The adaptive evolution divergence of triosephosphate isomerases between parasitic and free-living flatworms and the discovery of a potential universal target against flatworm parasites

Abstract

Triosephosphate isomerase (TIM) is an important drug target or vaccine candidate for pathogenetic organisms such as schistosomes. Parasitic and free-living flatworms shared their last common ancestor but diverged from each other for adapting to parasitic and free-living lives afterwards, respectively. Therefore, adaptive evolution divergence must have occurred between them. Here, for the first time, TIMs were identified from three free-living planarian flatworms, namely Dugesia japonica, Dugesia ryukyuensis, and Schmidtea mediterranea. When these were compared with parasitic flatworms and other organisms, the following results were obtained: (1) planarian TIM genes each contain only one intron, while parasitic flatworm genes each contain other four introns, which are usually present in common metazoans, suggesting planarian-specific intron loss must have occurred; (2) planarian TIM protein sequences are more similar to those of vertebrates rather than to their parasitic relatives or other invertebrates. This implies that relatively rapid evolution occurred in parasitic flatworm TIMs; (3) All the investigated parasitic flatworm TIMs contain a unique tripeptide insert (SXD/E), which may imply its insertion importance to the adaptation of parasitic life.

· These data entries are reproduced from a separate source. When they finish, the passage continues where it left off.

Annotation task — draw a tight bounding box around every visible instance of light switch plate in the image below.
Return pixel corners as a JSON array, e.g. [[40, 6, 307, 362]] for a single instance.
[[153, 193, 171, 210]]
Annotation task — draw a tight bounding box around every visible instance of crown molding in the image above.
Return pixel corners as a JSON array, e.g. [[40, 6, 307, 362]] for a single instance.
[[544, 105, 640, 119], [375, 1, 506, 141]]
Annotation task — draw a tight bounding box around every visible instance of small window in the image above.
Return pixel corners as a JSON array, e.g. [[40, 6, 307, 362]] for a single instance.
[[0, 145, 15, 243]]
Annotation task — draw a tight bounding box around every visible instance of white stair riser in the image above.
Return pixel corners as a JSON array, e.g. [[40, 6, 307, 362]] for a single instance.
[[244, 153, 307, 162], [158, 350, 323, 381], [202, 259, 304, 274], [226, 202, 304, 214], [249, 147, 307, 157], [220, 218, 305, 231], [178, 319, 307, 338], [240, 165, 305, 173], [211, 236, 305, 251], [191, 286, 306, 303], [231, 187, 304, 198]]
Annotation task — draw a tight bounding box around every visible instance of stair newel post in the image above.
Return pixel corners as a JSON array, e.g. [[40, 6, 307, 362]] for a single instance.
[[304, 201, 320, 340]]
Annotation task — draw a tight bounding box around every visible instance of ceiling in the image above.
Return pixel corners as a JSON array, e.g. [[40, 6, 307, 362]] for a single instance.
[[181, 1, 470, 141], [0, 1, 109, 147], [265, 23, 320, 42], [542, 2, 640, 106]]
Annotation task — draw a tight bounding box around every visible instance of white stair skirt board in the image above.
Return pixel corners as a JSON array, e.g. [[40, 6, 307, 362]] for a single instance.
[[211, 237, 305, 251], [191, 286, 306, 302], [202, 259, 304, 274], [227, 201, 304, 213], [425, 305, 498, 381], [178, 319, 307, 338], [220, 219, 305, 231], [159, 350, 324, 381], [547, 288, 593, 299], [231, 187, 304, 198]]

Moreover, our homology modeling results showed the insert region was largely surface-exposed and predicted to be of a B cell epitope location. Finally, the insert is located within one of the three regions previously suggested to be promising immunogenic epitopes in Schistosoma mansoni TIM. Therefore, this unique insert might be significant to developing new effective vaccines or specific drugs against all parasitic flatworm diseases such as schistosomiasis and taeniosis/cysticercosis.